Decisão de Mendonça sobre Andrei visa “interferir nas eleições”, diz Pedro Serrano

Decisão de Mendonça sobre Andrei visa “interferir nas eleições”, diz Pedro Serrano
- O ministro do Supremo Tribunal Federal (STF) André Mendonça durante sessão da Corte, em Brasília, em 2 de...

O jurista Pedro Serrano analisou, à Fórum, a decisão do ministro André Mendonça, do Supremo Tribunal Federal (STF), de afastar o diretor-geral da Polícia Federal nesta terça-feira (8). Para Serrano, a postura de Mendonça, além de inconstitucional, visa “interferir nas eleições”.
“Uma interferencia absolutamente inconstituconal, ilegal e indevida no executivo e na PF. Algo inaudito na história do supremo”, afirmou o jurista. “Nunca ouvi falar desse tipo de interferência que, aparentemente, teria uma função eleitoral de interferir nas eleições inadequadamente”, acrescentou. 
Já para o advogado e professor Fernando Augusto Fernandes, a decisão de Mendonça configura um “ato de abuso incendiário”. Para ele, a escalada de decisões tanto de Mendonça quanto de Alexandre de Moraes “precisam de um ato imediato da presidência de distribuição dos casos em apartado entre os 8 ministros do STF, excetuando a presidência”. 
“O afastamento do Diretor da Polícia Federal em uma decisão que cita o Ministro Alexandre de Moraes e o relatório em face do Ministro André devem ser distribuídos e relatados em plenário em respeito ao princípio do  juiz natural”, defende Fernandes. 
O advogado ainda acrescenta que espera que a Controladoria-Geral da União “tome imediatas providências”. 

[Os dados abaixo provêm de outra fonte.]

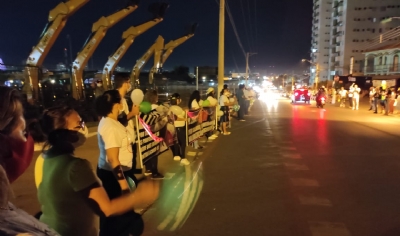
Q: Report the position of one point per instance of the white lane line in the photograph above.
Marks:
(304, 182)
(328, 229)
(191, 154)
(292, 166)
(291, 155)
(314, 201)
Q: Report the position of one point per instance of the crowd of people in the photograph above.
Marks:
(382, 100)
(71, 194)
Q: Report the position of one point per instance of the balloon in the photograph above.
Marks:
(206, 103)
(145, 107)
(137, 96)
(177, 110)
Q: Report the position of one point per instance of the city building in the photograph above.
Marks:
(342, 28)
(383, 64)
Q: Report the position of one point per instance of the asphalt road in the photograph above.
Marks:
(288, 170)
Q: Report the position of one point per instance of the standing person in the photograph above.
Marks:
(194, 105)
(123, 85)
(350, 95)
(115, 162)
(224, 103)
(343, 95)
(16, 152)
(99, 89)
(242, 102)
(356, 96)
(180, 130)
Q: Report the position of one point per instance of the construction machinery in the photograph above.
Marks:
(156, 49)
(57, 19)
(99, 30)
(128, 37)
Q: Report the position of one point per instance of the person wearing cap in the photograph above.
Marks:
(99, 90)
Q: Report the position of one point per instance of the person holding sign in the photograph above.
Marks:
(115, 164)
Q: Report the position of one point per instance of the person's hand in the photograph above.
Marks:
(146, 193)
(135, 110)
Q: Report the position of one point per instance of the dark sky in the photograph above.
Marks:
(279, 31)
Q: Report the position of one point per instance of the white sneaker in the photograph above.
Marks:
(185, 162)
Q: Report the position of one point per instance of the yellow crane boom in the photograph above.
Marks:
(128, 38)
(168, 49)
(99, 30)
(156, 49)
(57, 19)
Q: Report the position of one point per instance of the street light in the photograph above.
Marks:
(389, 19)
(317, 70)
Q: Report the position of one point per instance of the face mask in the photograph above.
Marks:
(17, 157)
(80, 137)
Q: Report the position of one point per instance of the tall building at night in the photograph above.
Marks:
(340, 31)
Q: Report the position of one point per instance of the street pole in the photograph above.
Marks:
(197, 78)
(221, 46)
(247, 67)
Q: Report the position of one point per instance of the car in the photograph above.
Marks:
(301, 95)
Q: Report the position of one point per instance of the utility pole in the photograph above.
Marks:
(247, 64)
(221, 46)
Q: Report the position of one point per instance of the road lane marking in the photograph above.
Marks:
(328, 229)
(304, 182)
(292, 166)
(291, 155)
(314, 201)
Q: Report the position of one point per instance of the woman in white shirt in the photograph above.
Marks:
(115, 160)
(224, 103)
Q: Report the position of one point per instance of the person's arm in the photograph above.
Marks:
(83, 180)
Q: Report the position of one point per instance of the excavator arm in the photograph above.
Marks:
(57, 19)
(169, 48)
(99, 30)
(155, 49)
(128, 38)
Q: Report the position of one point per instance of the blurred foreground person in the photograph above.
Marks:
(69, 192)
(16, 152)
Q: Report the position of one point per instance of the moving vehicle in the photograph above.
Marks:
(301, 95)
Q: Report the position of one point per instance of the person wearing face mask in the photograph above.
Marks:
(68, 188)
(99, 90)
(16, 152)
(123, 84)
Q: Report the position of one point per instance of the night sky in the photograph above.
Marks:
(279, 31)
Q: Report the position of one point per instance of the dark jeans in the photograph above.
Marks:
(126, 224)
(242, 110)
(181, 133)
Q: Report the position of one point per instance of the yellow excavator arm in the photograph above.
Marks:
(155, 49)
(128, 37)
(99, 30)
(57, 19)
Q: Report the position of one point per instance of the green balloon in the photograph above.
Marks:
(206, 103)
(145, 107)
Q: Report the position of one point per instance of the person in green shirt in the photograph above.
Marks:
(69, 192)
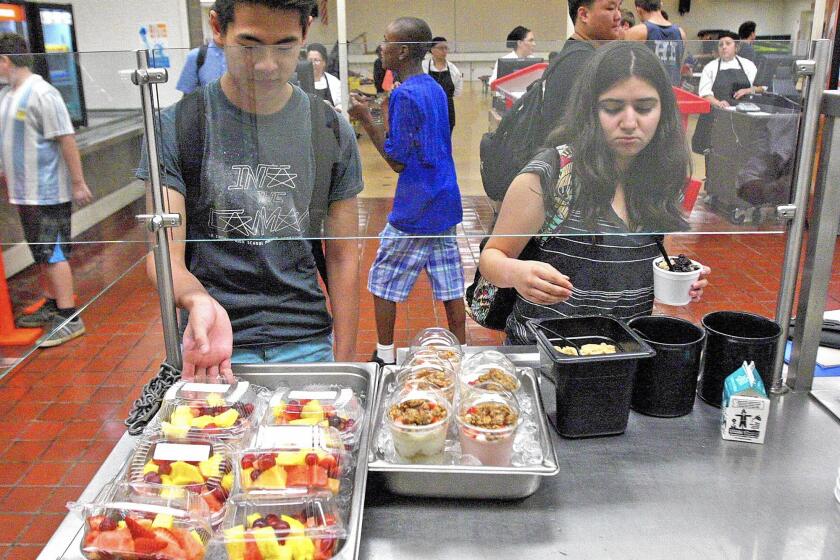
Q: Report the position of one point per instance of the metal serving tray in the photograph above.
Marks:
(359, 377)
(463, 481)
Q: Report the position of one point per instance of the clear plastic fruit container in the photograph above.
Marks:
(491, 369)
(124, 521)
(330, 406)
(220, 411)
(174, 467)
(487, 423)
(441, 341)
(286, 459)
(417, 416)
(442, 378)
(266, 527)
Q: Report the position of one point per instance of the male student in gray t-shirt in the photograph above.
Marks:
(251, 296)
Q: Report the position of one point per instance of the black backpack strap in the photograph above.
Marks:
(326, 145)
(189, 127)
(199, 60)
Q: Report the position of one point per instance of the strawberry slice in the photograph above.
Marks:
(137, 530)
(148, 546)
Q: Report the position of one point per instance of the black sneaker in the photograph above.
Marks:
(44, 316)
(59, 331)
(382, 363)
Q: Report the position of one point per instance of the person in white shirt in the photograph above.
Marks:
(43, 171)
(521, 40)
(446, 74)
(326, 85)
(729, 77)
(723, 82)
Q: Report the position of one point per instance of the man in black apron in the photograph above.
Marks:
(729, 85)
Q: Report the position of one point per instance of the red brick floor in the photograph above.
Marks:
(61, 409)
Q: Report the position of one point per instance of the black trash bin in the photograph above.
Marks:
(665, 384)
(593, 392)
(733, 338)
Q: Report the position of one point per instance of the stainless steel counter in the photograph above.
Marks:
(666, 489)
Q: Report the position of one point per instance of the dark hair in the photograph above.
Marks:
(574, 6)
(225, 9)
(318, 48)
(414, 34)
(649, 5)
(656, 178)
(14, 46)
(747, 28)
(517, 34)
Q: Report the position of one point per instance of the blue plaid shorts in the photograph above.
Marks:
(401, 257)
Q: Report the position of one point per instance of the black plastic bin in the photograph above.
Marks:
(733, 338)
(593, 392)
(665, 384)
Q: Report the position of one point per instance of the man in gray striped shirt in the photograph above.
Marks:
(43, 173)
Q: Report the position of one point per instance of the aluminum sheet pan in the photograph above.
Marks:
(465, 481)
(362, 378)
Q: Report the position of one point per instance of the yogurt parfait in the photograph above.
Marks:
(487, 424)
(417, 417)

Mendonça afasta Andrei Rodrigues da PF
Em uma medida sem precedentes no Supremo Tribunal Federal (STF), o ministro André Mendonça determinou o afastamento de Andrei Rodrigues do cargo de diretor-geral da Polícia Federal. Em decisão monocrática nesta terça-feira (8), em ato de ofício – sem ser provocado por nenhuma parte -, Mendonça afasta ainda o delegado Leandro Almada da Costa da direção da Inteligência da PF e acusa ambos de monitorá-lo desde o dia 3 de agosto. 
“Importa registrar que este relator foi submetido a monitoramento sistemático por parte da inteligência da polícia federal. Conforme consta do já mencionado Ofício 40/2026/GAB/PF, subscrito pelo Diretor-Geral da Polícia Federal, houve a produção de ao menos seis relatórios de inteligência produzidos pela UADIP/CINQ/CGRC/DICOR/PF, os quais teriam sido recebidos por referida autoridade entre os dias 3 e 31 de agosto de 2026. Ou seja, ao menos há mais de 30 dias este relator tem sido monitorado pela Polícia Federal. Trata-se de monitoramento ilícito de Ministro da Suprema Corte do país, o que por si só revela a gravidade da situação”, diz. 
Na decisão, Mendonça classifica os supostos relatórios como “apócrifos”, sem timbre e sem elementos que permitam verificar adequadamente autoria e data de elaboração. E diz que “o próprio material dizia ser de “difusão restrita”, “documento de trabalho”, “sem valor probatório” e com “confiança agregada baixa”.